The goal of those who pushed for war in Iraq was to achieve their own long-term objective of having American troops on the ground in that part of the world for the indefinite future. They had a variety of political and strategic goals that were part and parcel of the [conservative] think-tank discussions but were never articulated by the political leaders who were making the case for the war
…The [2003 Iraq] war, in military terms, was quickly over after our invasion. What followed was an occupation that took on an ugly life of its own.
…At the tactical level our military has done everything that was asked of it and they have done it well. What our military could not do was reshape the historic ethnic and political landscape of Mesopotamia. Nor should it ever have been asked to occupy territory in the most volatile region in the world.

The extraordinary events that have occurred during Barak Obama’s foreign trip – specifically the very clear Iraqi rejection of an open-ended US military presence in the country — has dramatically reshaped the US political debate and offers America a unique opportunity to honorably extricate itself from the danger of becoming trapped in a long-term occupation of Iraq.

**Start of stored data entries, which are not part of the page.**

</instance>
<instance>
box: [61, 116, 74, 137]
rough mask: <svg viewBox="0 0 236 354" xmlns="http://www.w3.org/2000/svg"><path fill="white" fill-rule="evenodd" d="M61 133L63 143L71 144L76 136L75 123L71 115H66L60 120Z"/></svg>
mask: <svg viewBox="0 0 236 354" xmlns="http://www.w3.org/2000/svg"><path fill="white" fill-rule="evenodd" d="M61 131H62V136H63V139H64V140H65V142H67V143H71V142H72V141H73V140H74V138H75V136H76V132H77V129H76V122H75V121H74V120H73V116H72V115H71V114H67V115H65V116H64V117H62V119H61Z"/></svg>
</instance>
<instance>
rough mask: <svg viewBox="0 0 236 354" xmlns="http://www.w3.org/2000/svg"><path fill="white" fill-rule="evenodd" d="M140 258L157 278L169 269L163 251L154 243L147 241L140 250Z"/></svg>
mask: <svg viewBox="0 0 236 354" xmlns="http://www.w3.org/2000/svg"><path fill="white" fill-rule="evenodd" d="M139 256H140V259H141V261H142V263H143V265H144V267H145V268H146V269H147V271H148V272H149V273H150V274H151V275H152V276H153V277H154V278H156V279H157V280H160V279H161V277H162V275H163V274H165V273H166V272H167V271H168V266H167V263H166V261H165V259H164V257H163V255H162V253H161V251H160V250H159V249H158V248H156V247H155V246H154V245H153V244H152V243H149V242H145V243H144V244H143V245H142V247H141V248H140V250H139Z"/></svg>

In this new environment it becomes particularly vital that the profoundly false image of Iraq that John McCain and the Murdock controlled media presents — that “Sadr city is safe. Basra is safe. Mosul is safe. The people of Iraq are now leading normal lives” – should not go unchallenged.
This image is false, it is dishonest and it is profoundly damaging to the best interests of the American people. Its blatant mendacity dishonors the sacrifices of the men and women of our armed forces. By serving as a specious justification for a prolonged US military presence, it threatens to condemn our armed forces to play the same profoundly unjust role as the French and British colonial forces who attempted – without success – to occupy and dominate the countries of the Middle East at various times during the last century.
John McCain may be sincerely deluded about conditions in Iraq but the Murdoch media has no such excuse. It is time to demand that the debate on Iraq be based on the truth.